Le processus d’Alger n’a déjà pas suffisamment impliqué la société civile et les populations maliennes avant de se solder par un accord dont le contenu est largement en deçà des attentes du Peuple Malien.
Cet accord a été fécond en évènements tragiques comme la reprise des hostilités sur le terrain: attaques meurtrières de nombreuses localités, bataille de Ménaka, pillages et enlèvements, etc.
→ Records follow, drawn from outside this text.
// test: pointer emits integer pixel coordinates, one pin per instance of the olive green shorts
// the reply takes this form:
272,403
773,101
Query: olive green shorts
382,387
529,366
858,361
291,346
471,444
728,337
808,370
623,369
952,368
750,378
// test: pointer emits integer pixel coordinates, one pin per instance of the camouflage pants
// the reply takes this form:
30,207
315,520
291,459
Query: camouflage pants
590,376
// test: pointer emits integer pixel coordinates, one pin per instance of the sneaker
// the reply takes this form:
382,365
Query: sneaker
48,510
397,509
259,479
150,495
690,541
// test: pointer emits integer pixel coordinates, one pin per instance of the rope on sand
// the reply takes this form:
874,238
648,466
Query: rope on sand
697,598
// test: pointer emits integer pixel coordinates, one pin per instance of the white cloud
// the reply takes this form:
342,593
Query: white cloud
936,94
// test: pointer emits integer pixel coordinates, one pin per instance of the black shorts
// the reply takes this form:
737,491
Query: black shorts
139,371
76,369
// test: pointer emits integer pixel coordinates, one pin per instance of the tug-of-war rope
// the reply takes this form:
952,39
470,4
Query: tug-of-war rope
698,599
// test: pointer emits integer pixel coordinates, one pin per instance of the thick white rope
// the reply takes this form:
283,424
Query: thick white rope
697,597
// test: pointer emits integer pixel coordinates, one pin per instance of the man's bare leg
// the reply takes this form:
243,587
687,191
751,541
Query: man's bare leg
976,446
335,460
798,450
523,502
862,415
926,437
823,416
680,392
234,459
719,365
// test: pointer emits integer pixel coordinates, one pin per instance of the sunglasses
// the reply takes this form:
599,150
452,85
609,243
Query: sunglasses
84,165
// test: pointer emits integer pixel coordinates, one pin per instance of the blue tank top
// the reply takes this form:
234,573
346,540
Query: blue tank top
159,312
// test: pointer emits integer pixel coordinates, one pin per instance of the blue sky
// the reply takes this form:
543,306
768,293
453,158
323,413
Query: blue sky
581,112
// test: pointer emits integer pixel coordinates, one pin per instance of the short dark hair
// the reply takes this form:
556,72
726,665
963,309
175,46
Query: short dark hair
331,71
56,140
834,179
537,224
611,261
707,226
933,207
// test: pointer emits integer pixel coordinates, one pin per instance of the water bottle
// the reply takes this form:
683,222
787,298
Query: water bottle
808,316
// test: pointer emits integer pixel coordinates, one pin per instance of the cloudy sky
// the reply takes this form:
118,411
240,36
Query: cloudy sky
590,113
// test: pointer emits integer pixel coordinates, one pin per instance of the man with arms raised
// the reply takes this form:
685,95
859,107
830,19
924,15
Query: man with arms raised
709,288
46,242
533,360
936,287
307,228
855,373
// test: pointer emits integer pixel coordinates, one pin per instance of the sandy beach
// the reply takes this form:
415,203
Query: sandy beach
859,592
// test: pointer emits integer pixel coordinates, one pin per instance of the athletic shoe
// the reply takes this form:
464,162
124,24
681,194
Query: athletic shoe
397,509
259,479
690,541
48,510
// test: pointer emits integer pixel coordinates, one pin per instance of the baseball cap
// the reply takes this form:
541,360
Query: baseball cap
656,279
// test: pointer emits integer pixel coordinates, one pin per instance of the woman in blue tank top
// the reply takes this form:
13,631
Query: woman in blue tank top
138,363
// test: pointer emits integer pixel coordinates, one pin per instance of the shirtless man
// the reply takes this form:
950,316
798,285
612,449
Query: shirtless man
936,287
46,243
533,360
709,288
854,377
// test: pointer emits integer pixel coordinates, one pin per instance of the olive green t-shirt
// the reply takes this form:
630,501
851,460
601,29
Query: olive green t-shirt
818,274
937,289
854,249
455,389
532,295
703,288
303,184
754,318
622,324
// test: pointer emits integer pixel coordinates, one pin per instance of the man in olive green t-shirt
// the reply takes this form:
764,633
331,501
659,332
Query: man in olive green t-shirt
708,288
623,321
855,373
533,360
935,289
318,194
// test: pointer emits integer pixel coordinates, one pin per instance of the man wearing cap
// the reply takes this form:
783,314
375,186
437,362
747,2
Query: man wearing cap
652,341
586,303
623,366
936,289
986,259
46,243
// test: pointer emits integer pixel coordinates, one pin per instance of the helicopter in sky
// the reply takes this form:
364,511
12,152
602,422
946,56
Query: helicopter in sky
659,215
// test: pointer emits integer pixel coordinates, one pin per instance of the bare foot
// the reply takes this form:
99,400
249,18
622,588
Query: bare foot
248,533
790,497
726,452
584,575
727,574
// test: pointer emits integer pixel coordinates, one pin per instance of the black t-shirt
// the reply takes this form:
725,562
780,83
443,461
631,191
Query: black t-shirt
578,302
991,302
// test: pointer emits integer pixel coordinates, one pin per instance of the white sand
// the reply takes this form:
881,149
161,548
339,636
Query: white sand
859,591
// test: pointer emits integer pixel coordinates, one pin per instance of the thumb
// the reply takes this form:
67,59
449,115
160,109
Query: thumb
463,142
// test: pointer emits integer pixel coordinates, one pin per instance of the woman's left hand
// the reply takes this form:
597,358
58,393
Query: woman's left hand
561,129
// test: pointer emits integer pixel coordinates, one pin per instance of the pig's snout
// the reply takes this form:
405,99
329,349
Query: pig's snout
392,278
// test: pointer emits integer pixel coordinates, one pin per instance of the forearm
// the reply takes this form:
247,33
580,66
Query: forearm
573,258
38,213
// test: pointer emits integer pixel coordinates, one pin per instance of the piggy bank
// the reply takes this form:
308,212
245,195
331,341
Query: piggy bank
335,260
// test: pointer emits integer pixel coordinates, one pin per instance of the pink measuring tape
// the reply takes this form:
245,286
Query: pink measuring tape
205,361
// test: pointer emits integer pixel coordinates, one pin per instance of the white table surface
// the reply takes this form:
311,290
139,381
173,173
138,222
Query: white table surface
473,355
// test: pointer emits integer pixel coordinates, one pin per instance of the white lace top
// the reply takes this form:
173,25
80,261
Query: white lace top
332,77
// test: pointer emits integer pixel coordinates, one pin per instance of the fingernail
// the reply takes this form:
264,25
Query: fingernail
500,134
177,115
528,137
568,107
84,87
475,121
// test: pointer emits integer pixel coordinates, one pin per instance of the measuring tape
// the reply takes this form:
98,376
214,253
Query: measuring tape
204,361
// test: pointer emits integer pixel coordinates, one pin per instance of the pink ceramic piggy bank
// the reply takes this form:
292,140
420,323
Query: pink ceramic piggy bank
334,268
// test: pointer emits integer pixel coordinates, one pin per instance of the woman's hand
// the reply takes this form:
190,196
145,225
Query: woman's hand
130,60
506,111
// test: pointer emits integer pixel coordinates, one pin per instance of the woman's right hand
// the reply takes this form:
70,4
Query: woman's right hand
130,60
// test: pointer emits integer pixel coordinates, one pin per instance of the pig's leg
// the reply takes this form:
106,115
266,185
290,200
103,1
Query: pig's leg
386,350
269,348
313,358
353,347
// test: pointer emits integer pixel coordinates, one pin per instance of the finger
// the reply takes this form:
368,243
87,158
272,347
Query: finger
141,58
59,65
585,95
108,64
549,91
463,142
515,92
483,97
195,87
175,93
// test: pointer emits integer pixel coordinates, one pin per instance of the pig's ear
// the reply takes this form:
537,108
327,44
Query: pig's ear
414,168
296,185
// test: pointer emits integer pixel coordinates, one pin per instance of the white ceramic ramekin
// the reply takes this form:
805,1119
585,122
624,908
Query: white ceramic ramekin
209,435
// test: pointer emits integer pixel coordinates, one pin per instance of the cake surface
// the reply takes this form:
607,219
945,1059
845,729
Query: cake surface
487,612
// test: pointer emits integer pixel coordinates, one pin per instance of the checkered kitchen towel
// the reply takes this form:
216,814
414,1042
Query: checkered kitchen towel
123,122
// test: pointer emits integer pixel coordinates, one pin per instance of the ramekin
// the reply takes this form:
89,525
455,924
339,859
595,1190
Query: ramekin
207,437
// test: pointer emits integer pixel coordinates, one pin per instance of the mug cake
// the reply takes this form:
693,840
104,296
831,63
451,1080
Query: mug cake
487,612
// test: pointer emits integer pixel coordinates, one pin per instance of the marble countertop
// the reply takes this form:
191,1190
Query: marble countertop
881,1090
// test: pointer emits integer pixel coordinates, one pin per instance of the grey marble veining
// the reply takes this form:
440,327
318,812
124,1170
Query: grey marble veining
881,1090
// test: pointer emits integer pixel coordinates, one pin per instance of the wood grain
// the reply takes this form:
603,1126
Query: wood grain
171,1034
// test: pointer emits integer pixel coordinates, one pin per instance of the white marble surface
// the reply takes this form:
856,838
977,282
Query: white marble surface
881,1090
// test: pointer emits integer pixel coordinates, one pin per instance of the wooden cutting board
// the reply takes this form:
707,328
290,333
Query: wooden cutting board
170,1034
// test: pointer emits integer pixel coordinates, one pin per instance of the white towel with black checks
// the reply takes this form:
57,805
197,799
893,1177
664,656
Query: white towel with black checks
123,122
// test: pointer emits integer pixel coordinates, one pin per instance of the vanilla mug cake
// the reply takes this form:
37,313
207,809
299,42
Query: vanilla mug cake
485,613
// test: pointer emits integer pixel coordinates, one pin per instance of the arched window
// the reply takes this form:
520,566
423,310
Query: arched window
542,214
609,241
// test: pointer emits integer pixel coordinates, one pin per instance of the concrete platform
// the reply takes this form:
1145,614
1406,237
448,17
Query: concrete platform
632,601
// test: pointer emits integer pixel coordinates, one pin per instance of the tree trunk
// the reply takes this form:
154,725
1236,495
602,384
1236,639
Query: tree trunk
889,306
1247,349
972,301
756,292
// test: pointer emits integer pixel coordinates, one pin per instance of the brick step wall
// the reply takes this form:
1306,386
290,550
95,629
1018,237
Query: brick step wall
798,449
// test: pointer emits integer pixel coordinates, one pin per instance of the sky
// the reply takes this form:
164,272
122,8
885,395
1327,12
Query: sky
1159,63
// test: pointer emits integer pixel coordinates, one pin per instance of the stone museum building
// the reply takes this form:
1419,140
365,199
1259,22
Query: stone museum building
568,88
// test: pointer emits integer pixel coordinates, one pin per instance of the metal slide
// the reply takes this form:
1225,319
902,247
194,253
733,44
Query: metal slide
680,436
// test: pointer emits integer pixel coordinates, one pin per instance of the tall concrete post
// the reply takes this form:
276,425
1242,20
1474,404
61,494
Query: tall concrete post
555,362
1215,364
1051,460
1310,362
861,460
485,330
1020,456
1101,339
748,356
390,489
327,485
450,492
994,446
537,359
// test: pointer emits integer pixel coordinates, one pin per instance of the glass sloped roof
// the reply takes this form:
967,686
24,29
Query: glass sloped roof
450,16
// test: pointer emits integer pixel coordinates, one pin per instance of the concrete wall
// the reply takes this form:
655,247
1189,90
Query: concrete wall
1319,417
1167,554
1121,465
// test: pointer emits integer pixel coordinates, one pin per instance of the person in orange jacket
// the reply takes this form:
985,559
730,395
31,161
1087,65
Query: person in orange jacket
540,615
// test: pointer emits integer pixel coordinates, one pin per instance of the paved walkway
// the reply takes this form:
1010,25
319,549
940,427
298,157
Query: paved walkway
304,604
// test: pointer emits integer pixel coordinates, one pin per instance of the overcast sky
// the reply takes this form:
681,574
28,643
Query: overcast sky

Il a plongé, de nouveau, le Mali dans l’insécurité et porte un coup dur à son intégrité et sa souveraineté.
Les consultations préparatoires à la mise en œuvre de l’accord pour la paix et la réconciliation au Mali, organisées par la médiation élargie, du 25 Mai au 05 Juin 2015 à Alger ont abouti à la signature de deux documents dont l’application peut mettre en péril l’unité nationale, la souveraineté de l’Etat et le vivre ensemble au Mali.
Il s’agit des conclusions des consultations préparatoires à la mise en œuvre de l’accord pour la paix, issu du processus d’Alger et des arrangements sécuritaires pour une cessation des hostilités sur le terrain. Ces documents sont supposés n’être ni partie intégrante ni un additif de l’Accord mais ils doivent être appliqués dans la mise en œuvre de l’accord, ce qui est bien pire que d’être un simple additif.
Au regard de leur contenu, ces documents sont anticonstitutionnels dans la mesure où ils constituent une réédition des privilèges des accords précédents qui ont eu pour conséquence la crise actuelle: intégration des combattants des groupes armés dans l’armée nationale, recrutement selon l’appartenance régionale (nordique) dans l’armée nationale, l’administration et l’appareil de l’Etat.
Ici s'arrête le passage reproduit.